Jurgen A. Bulsink scite author profile

The success of cardiovascular tissue engineering (TE) strategies largely depends on the mechanical environment in which cells develop a neotissue through growth and remodeling processes. This mechanical environment is defined by the local scaffold architecture to which cells adhere, that is, the microenvironment, and by external mechanical cues to which cells respond, that is, hemodynamic loading. The hemodynamic environment of early developing blood vessels consists of both shear stress (due to blood flow) and circumferential stretch (due to blood pressure). Experimental platforms that recapitulate this mechanical environment in a controlled and tunable manner are thus critical for investigating cardiovascular TE. In traditional perfusion bioreactors, however, shear stress and stretch are coupled, hampering a clear delineation of their effects on cell and tissue response.
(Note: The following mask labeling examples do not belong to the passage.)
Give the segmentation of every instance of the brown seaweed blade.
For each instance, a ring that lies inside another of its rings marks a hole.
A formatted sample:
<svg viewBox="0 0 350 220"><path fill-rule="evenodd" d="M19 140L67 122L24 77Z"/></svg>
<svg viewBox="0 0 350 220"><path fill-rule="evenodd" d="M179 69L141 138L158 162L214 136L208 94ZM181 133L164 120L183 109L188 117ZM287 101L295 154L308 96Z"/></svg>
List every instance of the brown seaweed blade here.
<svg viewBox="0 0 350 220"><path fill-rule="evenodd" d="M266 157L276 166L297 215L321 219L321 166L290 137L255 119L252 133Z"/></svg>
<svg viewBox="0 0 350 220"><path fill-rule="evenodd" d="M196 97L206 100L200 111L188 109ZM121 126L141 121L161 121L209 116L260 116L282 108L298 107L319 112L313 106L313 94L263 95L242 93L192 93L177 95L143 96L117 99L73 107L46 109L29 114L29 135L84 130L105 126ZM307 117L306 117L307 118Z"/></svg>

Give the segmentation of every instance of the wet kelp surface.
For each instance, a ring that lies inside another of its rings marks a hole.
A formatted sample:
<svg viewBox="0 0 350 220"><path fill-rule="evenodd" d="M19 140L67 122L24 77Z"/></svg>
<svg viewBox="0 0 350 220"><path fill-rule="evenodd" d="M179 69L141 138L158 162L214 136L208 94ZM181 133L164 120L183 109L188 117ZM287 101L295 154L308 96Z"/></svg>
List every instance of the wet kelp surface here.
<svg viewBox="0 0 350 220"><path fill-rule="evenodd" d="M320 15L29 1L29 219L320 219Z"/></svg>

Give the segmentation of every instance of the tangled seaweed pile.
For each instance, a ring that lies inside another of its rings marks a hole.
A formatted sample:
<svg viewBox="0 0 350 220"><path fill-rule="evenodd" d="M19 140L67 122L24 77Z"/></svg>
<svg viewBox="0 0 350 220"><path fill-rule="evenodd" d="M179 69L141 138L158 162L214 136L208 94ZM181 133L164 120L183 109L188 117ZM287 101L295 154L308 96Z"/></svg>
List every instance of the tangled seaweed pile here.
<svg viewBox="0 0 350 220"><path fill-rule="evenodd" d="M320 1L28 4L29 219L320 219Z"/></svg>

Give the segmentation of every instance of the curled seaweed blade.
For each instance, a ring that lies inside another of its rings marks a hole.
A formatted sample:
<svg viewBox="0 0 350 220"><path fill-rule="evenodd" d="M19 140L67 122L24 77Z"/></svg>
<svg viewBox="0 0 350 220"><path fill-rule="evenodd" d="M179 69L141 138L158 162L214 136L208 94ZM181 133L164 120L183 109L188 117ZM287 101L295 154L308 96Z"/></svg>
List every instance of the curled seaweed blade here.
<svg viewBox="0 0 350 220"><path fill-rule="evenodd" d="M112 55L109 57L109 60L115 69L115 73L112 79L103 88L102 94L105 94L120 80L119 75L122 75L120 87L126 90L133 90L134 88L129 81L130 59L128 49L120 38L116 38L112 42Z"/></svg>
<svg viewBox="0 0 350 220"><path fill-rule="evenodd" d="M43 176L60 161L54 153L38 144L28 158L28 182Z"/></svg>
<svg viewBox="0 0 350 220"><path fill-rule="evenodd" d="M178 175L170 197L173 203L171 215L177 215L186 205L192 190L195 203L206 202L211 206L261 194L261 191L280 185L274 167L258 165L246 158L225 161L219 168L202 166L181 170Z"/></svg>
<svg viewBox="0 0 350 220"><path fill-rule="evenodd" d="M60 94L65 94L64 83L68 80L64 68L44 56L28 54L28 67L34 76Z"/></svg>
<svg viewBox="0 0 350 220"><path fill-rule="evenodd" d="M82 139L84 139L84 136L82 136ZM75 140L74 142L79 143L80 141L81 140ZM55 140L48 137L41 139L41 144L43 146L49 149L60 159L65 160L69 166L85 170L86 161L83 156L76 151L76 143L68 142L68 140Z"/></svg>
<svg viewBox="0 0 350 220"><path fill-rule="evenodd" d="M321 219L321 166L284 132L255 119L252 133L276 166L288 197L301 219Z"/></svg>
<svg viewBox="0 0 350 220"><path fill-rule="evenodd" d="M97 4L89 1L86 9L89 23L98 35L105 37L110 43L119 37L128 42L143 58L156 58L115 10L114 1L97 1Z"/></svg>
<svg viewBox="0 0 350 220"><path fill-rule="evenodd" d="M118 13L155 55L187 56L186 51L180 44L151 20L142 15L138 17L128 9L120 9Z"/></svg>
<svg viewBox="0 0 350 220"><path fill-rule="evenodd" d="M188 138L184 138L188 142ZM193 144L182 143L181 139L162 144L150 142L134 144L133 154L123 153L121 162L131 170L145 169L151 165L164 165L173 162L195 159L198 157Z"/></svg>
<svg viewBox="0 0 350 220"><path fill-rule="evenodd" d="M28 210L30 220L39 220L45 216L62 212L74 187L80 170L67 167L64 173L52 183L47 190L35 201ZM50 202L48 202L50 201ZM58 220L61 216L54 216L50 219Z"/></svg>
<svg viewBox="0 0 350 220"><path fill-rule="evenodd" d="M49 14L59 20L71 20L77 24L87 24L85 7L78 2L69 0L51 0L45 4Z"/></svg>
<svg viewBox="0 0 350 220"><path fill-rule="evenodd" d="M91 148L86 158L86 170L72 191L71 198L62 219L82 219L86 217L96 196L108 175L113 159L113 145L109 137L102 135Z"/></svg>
In this study, we uniquely designed a bioreactor that independently combines these two types of mechanical cues in eight parallel vascular grafts. The system is computationally and experimentally validated, through finite element analysis and culture of tissue constructs, respectively, to distinguish various levels of shear stress (up to 5 Pa) and cyclic stretch (up to 1.10). To illustrate the usefulness of the system, we investigated the relative contribution of cyclic stretch (1.05 at 0.5 Hz) and shear stress (1 Pa) to tissue development. Both types of hemodynamic loading contributed to cell alignment, but the contribution of shear stress overruled stretch-induced cell proliferation and matrix (i.e., collagen and glycosaminoglycan) production. At a macroscopic level, cyclic stretching led to the most linear stress-stretch response, which was not related to the presence of shear stress. In conclusion, we have developed a bioreactor that is particularly suited to further unravel the interplay between hemodynamics and in situ TE processes. Using the new system, this work highlights the importance of hemodynamic loading to the study of developing vascular tissues.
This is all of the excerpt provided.